Repelita Banda Aceh - Anggota DPD RI asal Aceh, Azhari Cage, dengan tegas menolak tawaran pengelolaan bersama terhadap empat pulau yang kini menjadi sengketa antara Aceh dan Sumatera Utara.
Ia menyebut usulan itu sebagai hal yang tak masuk akal dan sangat merugikan Aceh.
“Hanya orang gila yang mau kelola bersama,” ujar Azhari Cage, Kamis (12/6/2025).
Menurutnya, perubahan status kepemilikan pulau-pulau tersebut diduga dilakukan sepihak oleh Menteri Dalam Negeri, Tito Karnavian.
Empat pulau yang dimaksud adalah Pulau Panjang, Pulau Lipan, Pulau Mangkir Besar, dan Pulau Mangkir Kecil.
Keempatnya, kata Azhari, secara sah dan historis merupakan bagian dari wilayah Aceh Singkil.
Ia menegaskan bahwa Aceh memiliki bukti administratif lengkap atas kepemilikan pulau tersebut.
“Jelas-jelas milik Aceh kok kelola bersama? Hanya orang gila saja yang mau kelola punya kita dengan orang lain,” ucapnya lagi.
Senator itu mendesak Pemerintah Aceh untuk bersikap tegas terhadap Pemerintah Provinsi Sumut dalam mempertahankan wilayah tersebut.
Ia menyatakan bahwa empat pulau itu merupakan marwah dan simbol harga diri rakyat Aceh.
“Empat pulau tersebut harus diambil dan kembali ke wilayah Kabupaten Aceh Singkil,” katanya.
Azhari mengungkapkan salah satu bukti kuat berupa surat tanah bertanggal 17 Juni 1965.
Surat itu dikeluarkan oleh Kepala Inspeksi Agraria Daerah Istimewa Aceh kepada Teuku Daud bin T Radja yang saat itu berstatus warga Aceh Selatan.
Ketika itu, wilayah Singkil memang masih bergabung dengan Aceh Selatan.
Selain itu, ada pula kesepakatan formal antara Pemda Sumut dan Pemerintah Aceh pada 10 September 1988.
Kesepakatan lanjutan juga pernah ditandatangani oleh Gubernur Sumut, Raja Inal Siregar, dan Gubernur Aceh, Ibrahim Hasan, pada 22 April 1992.
Keduanya dilakukan di bawah pengawasan Menteri Dalam Negeri saat itu, Rudini.
Menurut Azhari, semua bukti tersebut menunjukkan bahwa klaim Aceh atas empat pulau tersebut sah dan tidak bisa dibantah.
Ia pun meminta Pemerintah Aceh menggugat keputusan Mendagri yang menetapkan empat pulau itu masuk wilayah Sumut.
Eks kombatan GAM itu menyerukan agar masyarakat Aceh tidak tinggal diam menghadapi apa yang ia sebut sebagai tindakan sewenang-wenang dari pemerintah pusat.
“Masak pulau milik kita malah diajak kelola bersama oleh orang lain.
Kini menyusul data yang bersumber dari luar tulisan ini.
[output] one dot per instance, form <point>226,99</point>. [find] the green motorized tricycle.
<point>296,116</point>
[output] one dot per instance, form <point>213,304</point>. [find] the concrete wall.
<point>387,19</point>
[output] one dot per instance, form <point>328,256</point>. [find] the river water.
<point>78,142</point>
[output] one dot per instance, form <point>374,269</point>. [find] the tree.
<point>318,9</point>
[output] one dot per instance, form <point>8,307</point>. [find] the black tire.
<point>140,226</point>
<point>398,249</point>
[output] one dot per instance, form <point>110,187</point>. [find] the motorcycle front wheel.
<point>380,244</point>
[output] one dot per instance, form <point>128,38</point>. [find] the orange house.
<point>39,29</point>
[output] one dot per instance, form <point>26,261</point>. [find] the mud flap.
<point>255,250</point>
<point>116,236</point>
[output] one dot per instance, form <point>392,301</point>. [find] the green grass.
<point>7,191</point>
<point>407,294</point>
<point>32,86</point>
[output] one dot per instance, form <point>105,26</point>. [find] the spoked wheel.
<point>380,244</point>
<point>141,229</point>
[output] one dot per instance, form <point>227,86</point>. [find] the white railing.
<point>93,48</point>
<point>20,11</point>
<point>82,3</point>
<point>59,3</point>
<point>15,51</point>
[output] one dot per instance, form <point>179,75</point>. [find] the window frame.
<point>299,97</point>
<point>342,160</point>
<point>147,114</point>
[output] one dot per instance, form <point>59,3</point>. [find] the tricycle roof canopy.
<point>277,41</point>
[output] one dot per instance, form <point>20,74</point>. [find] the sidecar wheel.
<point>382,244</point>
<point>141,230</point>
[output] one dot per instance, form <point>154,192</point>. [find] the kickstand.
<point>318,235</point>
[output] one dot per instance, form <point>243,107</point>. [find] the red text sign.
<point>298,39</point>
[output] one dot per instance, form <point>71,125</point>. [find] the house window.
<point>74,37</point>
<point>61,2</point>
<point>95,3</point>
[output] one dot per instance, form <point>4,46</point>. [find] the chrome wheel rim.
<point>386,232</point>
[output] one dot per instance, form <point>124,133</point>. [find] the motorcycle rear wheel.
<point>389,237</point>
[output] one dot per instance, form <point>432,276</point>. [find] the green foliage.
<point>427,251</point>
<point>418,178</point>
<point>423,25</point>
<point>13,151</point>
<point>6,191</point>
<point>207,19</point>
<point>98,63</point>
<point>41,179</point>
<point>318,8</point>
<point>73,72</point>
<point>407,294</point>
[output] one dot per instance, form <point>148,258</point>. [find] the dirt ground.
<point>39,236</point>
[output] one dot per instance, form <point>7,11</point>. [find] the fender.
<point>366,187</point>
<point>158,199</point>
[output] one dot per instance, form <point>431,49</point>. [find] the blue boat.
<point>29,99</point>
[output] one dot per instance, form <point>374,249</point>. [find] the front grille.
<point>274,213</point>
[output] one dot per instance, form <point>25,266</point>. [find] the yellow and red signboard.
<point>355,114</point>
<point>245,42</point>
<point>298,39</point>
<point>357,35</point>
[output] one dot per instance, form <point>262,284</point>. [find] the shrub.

Pulau itu milik kita marwah dan harga diri kita,” tegasnya.
Sementara itu, Pimpinan Wilayah Pemuda Muhammadiyah Sumut memberikan pandangan berbeda terkait polemik ini.
Wakil Ketua Bidang Kehutanan dan Lingkungan Hidup, Ahmad Kennedy Manullang, menyatakan dukungan terhadap kolaborasi antara Pemprov Sumut dan Aceh.
Menurutnya, pengelolaan bersama dapat memberi manfaat luas bagi masyarakat di kedua provinsi.
Ia menilai selama ini masyarakat Aceh dan Sumut hidup berdampingan dalam harmoni.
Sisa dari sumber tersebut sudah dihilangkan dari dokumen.